<div style="font-size:30px" align="center"> <b> Scaping GitHub READMEs </b> </div>

<div style="font-size:18px" align="center"> <b> Brandon Kramer, UVA Biocomplexity Institute, OSS DSPG 2021 </b> </div>

<br>

In this notebook, we have developed a function for scraping GitHub READMEs in order to classify repositories into different types of software projects. 

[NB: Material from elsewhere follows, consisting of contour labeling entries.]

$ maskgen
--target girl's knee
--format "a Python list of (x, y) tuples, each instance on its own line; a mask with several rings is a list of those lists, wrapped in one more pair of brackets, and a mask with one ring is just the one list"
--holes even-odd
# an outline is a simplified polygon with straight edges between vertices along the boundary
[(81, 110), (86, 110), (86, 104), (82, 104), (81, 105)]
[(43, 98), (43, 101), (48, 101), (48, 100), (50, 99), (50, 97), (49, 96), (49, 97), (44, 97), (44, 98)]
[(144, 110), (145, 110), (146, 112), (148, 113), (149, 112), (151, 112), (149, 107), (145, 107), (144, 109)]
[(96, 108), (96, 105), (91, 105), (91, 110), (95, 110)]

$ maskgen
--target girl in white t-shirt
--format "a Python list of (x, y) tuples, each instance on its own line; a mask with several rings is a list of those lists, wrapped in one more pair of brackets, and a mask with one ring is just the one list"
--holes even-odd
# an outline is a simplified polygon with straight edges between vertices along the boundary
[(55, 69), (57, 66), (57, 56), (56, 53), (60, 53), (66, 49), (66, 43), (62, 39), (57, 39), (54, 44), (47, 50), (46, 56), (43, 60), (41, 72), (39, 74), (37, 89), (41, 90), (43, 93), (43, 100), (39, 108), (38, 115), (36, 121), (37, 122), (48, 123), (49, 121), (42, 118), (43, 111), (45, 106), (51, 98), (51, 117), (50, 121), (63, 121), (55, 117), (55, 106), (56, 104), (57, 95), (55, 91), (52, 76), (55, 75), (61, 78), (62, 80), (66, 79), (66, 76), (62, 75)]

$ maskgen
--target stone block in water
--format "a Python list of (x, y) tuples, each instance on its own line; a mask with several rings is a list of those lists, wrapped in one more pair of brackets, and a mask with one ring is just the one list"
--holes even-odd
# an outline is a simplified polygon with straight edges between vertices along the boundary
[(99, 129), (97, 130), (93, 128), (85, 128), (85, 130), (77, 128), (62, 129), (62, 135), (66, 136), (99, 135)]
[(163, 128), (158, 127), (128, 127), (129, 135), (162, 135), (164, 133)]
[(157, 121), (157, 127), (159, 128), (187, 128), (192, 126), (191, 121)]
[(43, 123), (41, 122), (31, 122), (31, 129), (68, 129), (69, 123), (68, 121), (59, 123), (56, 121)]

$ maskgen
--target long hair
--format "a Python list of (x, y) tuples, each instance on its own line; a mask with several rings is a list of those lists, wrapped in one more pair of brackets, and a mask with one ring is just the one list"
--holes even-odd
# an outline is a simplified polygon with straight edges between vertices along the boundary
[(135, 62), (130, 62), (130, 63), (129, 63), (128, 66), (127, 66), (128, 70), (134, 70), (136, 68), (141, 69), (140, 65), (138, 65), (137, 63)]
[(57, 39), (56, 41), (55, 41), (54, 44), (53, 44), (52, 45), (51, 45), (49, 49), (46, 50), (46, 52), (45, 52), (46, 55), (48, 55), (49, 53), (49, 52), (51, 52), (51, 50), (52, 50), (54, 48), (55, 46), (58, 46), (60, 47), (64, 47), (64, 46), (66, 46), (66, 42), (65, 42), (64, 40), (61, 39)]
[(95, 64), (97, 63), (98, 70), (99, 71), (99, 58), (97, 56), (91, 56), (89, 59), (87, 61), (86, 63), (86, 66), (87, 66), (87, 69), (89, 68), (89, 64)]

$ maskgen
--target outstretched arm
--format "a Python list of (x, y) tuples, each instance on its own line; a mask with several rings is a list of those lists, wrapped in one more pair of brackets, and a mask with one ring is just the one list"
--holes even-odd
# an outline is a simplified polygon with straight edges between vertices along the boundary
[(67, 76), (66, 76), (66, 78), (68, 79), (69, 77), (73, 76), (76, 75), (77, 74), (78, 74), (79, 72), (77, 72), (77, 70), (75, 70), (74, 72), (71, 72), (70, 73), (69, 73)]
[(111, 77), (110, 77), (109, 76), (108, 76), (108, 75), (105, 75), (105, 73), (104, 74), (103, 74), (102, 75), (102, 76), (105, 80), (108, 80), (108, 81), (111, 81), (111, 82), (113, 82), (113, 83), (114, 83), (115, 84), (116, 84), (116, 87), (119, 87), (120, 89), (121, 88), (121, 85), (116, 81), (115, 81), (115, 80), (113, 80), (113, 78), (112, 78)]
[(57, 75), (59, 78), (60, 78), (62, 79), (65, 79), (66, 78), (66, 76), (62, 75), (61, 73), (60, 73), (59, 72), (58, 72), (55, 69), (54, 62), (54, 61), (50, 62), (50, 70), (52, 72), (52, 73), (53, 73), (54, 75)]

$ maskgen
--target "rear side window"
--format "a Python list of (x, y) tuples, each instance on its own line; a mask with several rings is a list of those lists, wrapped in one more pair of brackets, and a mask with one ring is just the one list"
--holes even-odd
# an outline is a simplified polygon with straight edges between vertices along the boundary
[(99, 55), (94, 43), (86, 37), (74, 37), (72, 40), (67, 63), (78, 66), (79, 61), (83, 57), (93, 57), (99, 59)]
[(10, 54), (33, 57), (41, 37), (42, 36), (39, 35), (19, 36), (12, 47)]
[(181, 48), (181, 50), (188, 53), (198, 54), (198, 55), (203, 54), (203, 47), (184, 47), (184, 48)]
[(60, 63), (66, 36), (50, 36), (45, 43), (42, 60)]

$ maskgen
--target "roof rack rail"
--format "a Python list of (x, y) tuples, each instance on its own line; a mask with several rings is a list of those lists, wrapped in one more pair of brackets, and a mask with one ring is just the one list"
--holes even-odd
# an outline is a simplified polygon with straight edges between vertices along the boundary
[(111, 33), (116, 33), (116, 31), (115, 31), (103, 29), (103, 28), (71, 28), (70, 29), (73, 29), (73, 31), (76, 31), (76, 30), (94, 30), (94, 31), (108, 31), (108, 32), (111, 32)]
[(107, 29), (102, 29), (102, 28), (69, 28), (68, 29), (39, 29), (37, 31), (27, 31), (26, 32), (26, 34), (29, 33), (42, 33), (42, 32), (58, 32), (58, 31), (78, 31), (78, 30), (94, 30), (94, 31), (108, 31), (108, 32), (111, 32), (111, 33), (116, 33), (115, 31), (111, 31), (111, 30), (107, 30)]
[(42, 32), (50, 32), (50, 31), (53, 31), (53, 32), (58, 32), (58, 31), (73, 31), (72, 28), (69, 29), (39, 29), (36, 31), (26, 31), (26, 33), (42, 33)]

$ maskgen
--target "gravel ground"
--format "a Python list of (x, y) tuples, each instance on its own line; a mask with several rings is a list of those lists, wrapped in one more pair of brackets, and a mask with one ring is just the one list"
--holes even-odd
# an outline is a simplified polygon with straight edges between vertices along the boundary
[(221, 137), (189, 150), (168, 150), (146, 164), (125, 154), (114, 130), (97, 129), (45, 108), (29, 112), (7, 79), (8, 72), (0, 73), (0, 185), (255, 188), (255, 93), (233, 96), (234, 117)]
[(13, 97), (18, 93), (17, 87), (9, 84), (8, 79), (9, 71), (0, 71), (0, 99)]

The pipeline is setup with the following steps: 

1. Loading all of the packages 

2. Calling a function that scrapes the READMEs 

3. Loading the repositories from PostgreSQL as a DataFrame 

4. Cross-referencing the repos against the scraped data 

5. Scraping the repos using multiprocessing 

6. Checking the data that was scraped 

#### Load Packages 

In [2]:
import os 
import glob
import json 
import lxml
import requests 
from requests.auth import HTTPBasicAuth
from bs4 import BeautifulSoup
from datetime import datetime
import psycopg2 as pg
from sqlalchemy import create_engine
import pandas as pd
from ratelimit import limits, sleep_and_retry
import multiprocessing
from multiprocessing.pool import ThreadPool as Pool
print("ready")

ready


#### Call Scraping Function 

To use this function, you first need to set the username and personal acccess token (PAT) that you create on GitHub. While you can run it without this information but having no PAT means you can only make 50 calls an hour compared to about 5,000. It helps if you have several PATs to help in this process, especially since this function takes only a few moments to make 5,000 calls after the multiprocessing is incorporated. In this pipeline, we are calling the usernames and PATs from a table in PostgreSQL. Once the username and PAT are passed into the authetication fields, `requests` will connect to the GitHub repository of all the slugs you feed it. We have designed the function to throw errors for all issues it encounters unless it gets a 404 error (i.e. no README available), as this usually means that the repo or README has been deleted, never existed, and/or is no longer available for some reason. Unfortunately, the way that GitHub's API is setup seems to require two calls to get the README: one to get the JSON with the README location and another to decode the content. We have a `@sleep_and_retry` decorator to deal with this if we setup a `slurm` for each PAT, but using it here in the notebook means that you will just want to wait for the threshold to be hit and then move onto the next PAT. While we plan to continue working on this function to minimize the number of calls, this process will allow us to get some preliminary data for classification in the short-term.  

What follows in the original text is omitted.